Silent Payments: Light Client Protocol

During the development of a couple light clients I jotted down some notes and created a very early draft for a Light Client Specification. The appendix of the SP BIP was used as a basis for this. The specification was designed with two goals in mind. (1) Reduce the computational burden for light clients, and (2) Minimise the bandwidth requirements. Both goals have to be achieved without compromising privacy for the user. The protocol is designed such that a light client can connect to any public indexing server without giving out more information than “I’m interested in this block”.

There have been a couple short discussions around this Light Client Protocol. Now that an early draft exists I would like to get more people involved in the process.
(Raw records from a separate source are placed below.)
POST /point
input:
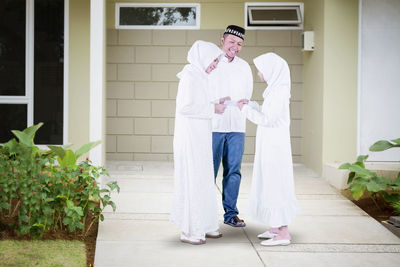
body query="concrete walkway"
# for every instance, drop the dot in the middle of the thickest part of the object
(328, 231)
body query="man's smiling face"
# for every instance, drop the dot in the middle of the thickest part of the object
(231, 45)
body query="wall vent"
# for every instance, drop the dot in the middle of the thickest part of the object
(274, 15)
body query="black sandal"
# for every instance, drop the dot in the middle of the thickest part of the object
(235, 222)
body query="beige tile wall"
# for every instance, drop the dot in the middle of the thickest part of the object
(142, 86)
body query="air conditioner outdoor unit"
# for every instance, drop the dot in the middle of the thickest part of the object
(274, 15)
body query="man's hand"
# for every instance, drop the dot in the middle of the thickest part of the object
(242, 102)
(226, 98)
(219, 108)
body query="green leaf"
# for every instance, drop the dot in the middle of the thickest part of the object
(397, 141)
(23, 138)
(381, 146)
(359, 163)
(376, 186)
(11, 145)
(59, 151)
(345, 166)
(86, 148)
(69, 159)
(112, 205)
(357, 190)
(362, 158)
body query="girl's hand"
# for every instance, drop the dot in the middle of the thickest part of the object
(242, 102)
(219, 108)
(226, 98)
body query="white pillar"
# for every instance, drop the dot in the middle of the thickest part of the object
(96, 79)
The draft can be found here: GitHub - setavenger/BIP0352-light-client-specification: This repo has the goal to define a spec for a BIP0352 Silent Payment light client

The computational burden is reduced by generating a tweak index. To further reduce the required computations (and also bandwidth) we can apply cut-through to the transactions. So pruning tweaks for transactions where all taproot UTXOs are spent. Bandwidth is reduced through various measures which mainly revolve around only providing the data necessary for a light client to find and spend a UTXO.

The basic flow for a client to receive is as follows:

Per block:

  1. Fetch the tweaks (possibly filtered for dust limit)
  2. Compute the possible pubKeys for n = 0
  3. Fetch taproot-only filter (BIP 158)
  4. Compare the pubKeys against a taproot-only filter
    • If no match: go to 1. with block_height + 1
    • Else: continue with 5.
  5. Fetch simplified UTXOs
  6. Scan according to the BIP (one could reuse pubKeys from 2. here)
  7. Collect all matched UTXOs and add to wallet
  8. Go to 1. with block_height + 1

As mentioned in the specification a scriptPubKey that has already received funds should be tracked as well. The reasoning can be found in the specification.

3 Likes

I have one minor nitpick about the format of the utxos endpoint from the spec, which is given as:

[
  {
    "txid": "355cce4314a...",
    "vout": 1,
    "value": 1000000,
    "scriptpubkey": "...",
    "block_height": 0,
    "block_hash": "...",
    "timestamp": 1715205985,
    "spent": false
  },
  {
    "txid": "355cce4314a...",
    "vout": 2,
    "value": 1000000,
    "scriptpubkey": "...",
    "block_height": 0,
    "block_hash": "...",
    "timestamp": 1715205985,
    "spent": false
  },
  ...
]

I think it’s better to group the utxos by their txid. Since Step 2 only calculates the ScriptPubKey for k=0, we still need to discover the ScriptPubkeys where k>0 in Step 6. The only way to do that is to group all the outputs of a transaction first, and then scan them at once.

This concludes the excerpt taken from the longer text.